Aunque se suele recomendar colocar los potenciómetros de tono y volumen al 10, hay que tener en cuenta que el sonido que perseguimos se basa muchas veces en los cambios de intensidad (algo que se sacaron de la manga entre Hüsker Dü y Pixies, nos referimos a esto, lo que nos obligará, una vez que hayamos encontrado nuestra distorsión, a usar el potenciómetro de volumen (el efecto anterior se consigue jugando con esta ruleta), ya que es el que más cerca tenemos mientras tocamos. Por último, a la hora de elegir tu guitarra tienes que tener en cuenta, evidentemente, qué tipo de sonido tienes en mente. Por las pastillas, principalmente.
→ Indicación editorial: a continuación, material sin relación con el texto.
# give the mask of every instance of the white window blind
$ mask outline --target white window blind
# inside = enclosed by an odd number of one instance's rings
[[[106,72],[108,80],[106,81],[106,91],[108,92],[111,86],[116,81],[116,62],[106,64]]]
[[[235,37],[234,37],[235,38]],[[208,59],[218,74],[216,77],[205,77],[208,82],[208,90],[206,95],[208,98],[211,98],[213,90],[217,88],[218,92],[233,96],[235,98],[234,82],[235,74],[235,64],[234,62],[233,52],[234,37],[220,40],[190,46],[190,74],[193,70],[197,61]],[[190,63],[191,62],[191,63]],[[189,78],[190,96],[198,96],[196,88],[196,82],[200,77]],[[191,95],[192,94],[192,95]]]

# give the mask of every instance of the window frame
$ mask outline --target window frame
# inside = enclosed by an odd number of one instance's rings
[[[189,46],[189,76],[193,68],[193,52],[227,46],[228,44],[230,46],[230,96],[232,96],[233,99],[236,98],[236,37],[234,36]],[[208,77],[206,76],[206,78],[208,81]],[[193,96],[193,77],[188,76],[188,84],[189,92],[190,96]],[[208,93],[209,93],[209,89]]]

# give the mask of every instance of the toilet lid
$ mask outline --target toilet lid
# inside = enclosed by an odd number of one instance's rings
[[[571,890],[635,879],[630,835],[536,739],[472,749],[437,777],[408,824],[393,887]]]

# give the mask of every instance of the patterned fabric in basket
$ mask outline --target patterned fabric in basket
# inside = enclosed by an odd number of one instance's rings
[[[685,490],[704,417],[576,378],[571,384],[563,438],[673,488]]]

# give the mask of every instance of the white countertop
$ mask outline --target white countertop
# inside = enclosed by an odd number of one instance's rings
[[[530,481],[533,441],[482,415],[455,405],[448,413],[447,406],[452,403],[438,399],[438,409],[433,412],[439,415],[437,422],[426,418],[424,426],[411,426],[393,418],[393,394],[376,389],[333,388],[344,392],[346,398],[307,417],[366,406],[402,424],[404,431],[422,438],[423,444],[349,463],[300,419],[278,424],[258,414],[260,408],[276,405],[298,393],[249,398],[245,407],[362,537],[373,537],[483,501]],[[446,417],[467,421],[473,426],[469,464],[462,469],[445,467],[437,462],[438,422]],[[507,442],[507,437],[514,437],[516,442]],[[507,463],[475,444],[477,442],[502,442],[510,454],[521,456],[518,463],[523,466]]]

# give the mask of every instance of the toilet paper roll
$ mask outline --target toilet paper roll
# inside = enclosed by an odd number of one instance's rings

Las pastillas single coil  (o pastillas de bobinado simple) son las más viejas de la historia y se caracterizan por un sonido brillante, redondo y cálido. ¿Su problema? Provoca un zumbido constante cuando tocas a gran volumen. Debemos recurrir a ellas cuando busquemos un sonido limpio y de distorsión suave. Un sonido como el que encontramos en las canciones menos ruidosas de Yo la tengo, por ejemplo. 

 

Para corregir ese zumbido se desarrollaron las pastillas humbucker (o pastillas de bobinado doble). Al conectar dos bobinas sencillas de una forma particular, el zumbido desaparece. Y no solo el sonido: también desaparece cierta brillantez de sonido, que torna en contundencia. Enchufadas al amplificador con el mismo volumen que las single coil, las humbucker suenan mucho más alto. Por ello, las utilizaremos cuando busquemos montar un buen jaleo. Algo así.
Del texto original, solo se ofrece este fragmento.